The claims are everywhere, but do they mean anything? To ruin the suspense: No.
There seems to be a big misunderstanding or a big lack of communications in the realm of big data. I keep hearing company after company compare Hadoop to SQL, claiming the former is somehow better than the later. Sadly, that’s comparing apples to screwdrivers.
Hadoop is a database technology. It’s based on MPP architecture for the Cloud. Hadoop compares to flat files, relational databases and other methods for storing information in structures.
SQL is an query language. It’s similar to an API in that it’s just a way to communicate with the data source. Long ago, in the dawn of time, SQL was tightly tied to DB2 and the relational environment that spawned the syntax. However, along came the 1980s, Unix servers and PCs, and the need to access lots of different data sources and an unwillingness to have to have very separate query languages for each data source.

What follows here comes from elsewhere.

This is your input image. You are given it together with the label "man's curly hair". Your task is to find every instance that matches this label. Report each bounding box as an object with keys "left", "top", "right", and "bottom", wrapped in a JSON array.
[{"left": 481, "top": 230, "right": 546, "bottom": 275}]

Along came ODBC to the rescue. It standardized core query syntax using the SQL paradigm and allowed, under the covers, the ODBC developer to use an API to translate almost standard queries into the language of each data source. It extended SQL to access new things.
In the meantime, as RDBMS technologies began to try to find ways around the basic limitations of relational databases, the companies added extra features such as stored procedures that extended SQL even further from the origins of basic definition and query of relational structures.
So now we have a mass of coders who have only worked with large, primarily Web oriented databases using non-RDBMS technology. No surprise, they had to code their own interfaces and queries, getting into the details of the newer systems. At the same time, they probably brushed through and overview of RDBMS and SQL in school and then never used it again.
That meant a misunderstanding of the difference between database and query. Therefore, the message of No SQL will retard their progress in integrating their solutions with the existing IT data infrastructure.
There’s a large need for people who can work with Hadoop and other younger data sources. There’s also a vast pool of people who know SQL. Yes, there will always be a need for Hadoop gurus just as there is for every technology, but the folks wanting to get information out of data sources don’t need to know the data sources, they need to get the information – and they know SQL.
A number of vendors have figured that out and are now offering SQL as a means to access Hadoop. It’s a natural fit, an extension of what the people pushing Hadoop are hoping to achieve. Hadoop and other distributed, non-row based architectures are there to expand knowledge. They’re great ways to better understand the vast body of data coming in from many new sources. However, until you can get that data to the business knowledge worker, it’s not information. SQL is the clearest way to quickly bridge that gap.
The people who realize that it’s not an either/or decision, who understand that Hadoop and SQL not only can but should work together are the people who will drive their companies forward by quickly addressing real business needs.
SQL v Hadoop is the wrong conversation. SQL and Hadoop is the right one.